Have Pen, Will Travel
MarketingProfs had this essay contest going last month, and I won a first-runner-up award, which lets me get into all the conference sessions free and gives me some other goodies, to the tune of $1,800. I don’t know if I can make it out there, because flights and lodging are expensive (and the evil first-place winner took those). But writing a 500-word essay—easy. What was my essay about? How pizza is actually marketing. Yes, being a goofball can pay.

And my latest serving of confectionery, a roundabout way of “winning” a contest: a couple of years ago I entered an unsold travel piece I had languishing on my computer to Dave’s Travel Corner, a popular travel site. I won second place in that contest, which awarded a hundred bucks, some travel books and some other oddities. But it won me some attention from Dave, who later invited me to be a writer for his site for some press trips, one though the Florida Keys and one at a luxury hotel in Vegas.

These trips are all-expenses paid, where the writers get treated to all kinds of amazing scenic/historic/crazy venues, gobble foods at places most couldn’t afford to gobble, and be out and about, goggled-eyed, in this wondrous country of ours. Or in other countries: the latest one I was invited on leaves late this coming Thursday for 9 days in Myanmar.
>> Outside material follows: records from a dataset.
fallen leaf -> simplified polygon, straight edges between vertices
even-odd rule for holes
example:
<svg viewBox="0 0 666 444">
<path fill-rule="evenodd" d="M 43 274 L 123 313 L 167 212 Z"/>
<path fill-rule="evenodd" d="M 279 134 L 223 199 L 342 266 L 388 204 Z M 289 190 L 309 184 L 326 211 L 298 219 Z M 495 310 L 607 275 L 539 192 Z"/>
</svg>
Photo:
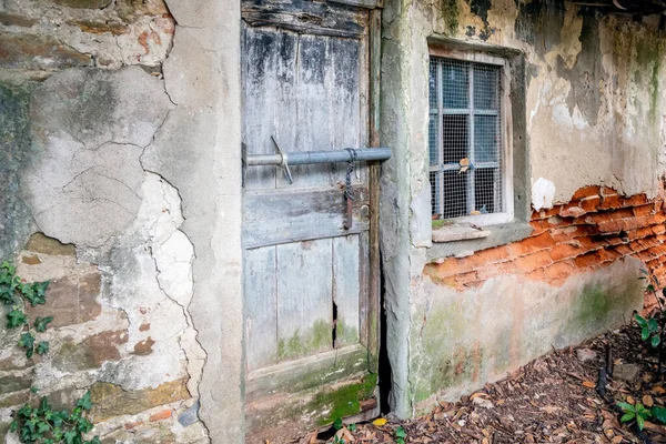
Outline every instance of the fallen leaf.
<svg viewBox="0 0 666 444">
<path fill-rule="evenodd" d="M 664 393 L 666 393 L 666 389 L 664 389 L 660 385 L 653 385 L 650 392 L 653 392 L 654 394 L 657 394 L 657 395 L 663 395 Z"/>
<path fill-rule="evenodd" d="M 342 427 L 341 430 L 339 430 L 337 432 L 335 432 L 335 436 L 337 436 L 339 438 L 344 440 L 345 443 L 351 443 L 354 441 L 354 435 L 352 435 L 350 433 L 350 431 L 347 430 L 347 427 Z"/>
<path fill-rule="evenodd" d="M 627 403 L 634 405 L 634 404 L 636 404 L 636 401 L 634 401 L 634 398 L 632 396 L 627 396 Z"/>
</svg>

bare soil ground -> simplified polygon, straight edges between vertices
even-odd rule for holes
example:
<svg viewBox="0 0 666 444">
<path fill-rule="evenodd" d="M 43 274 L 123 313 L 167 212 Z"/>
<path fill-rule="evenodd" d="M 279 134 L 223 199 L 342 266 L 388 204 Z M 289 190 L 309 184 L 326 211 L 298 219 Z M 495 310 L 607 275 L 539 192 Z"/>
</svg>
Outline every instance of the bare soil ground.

Myanmar! That ain’t the Long Beach, CA suburb I was raised in.

Contesting the Contests
Yes, writing contests often have entry fees, but they often are reasonable: $10–$15 dollars that might win you $500-$1,000, plus some of the perks mentioned above. And you might find contests for which you already have the story or essay written, but never found a home for it. I won $1,000 for paying $15 to enter a National Steinbeck Center fiction contest a long ways back, for a story I’d written in college. I didn’t think I had a prayer to win that contest, but I said “why not?” and entered. That was a good feeling.

Subscribe to Hope Clark’s free (or paid, for more entry opps) newsletter that has lots of good contests. So does Moira’s Allen’s Writing World newsletter. And Poets and Writers magazine has a searchable list of writing contests that you can filter for fees and genres.

Say “why not” to contests. Why not? And if you happen to be in Mandalay in the coming two weeks, let me know.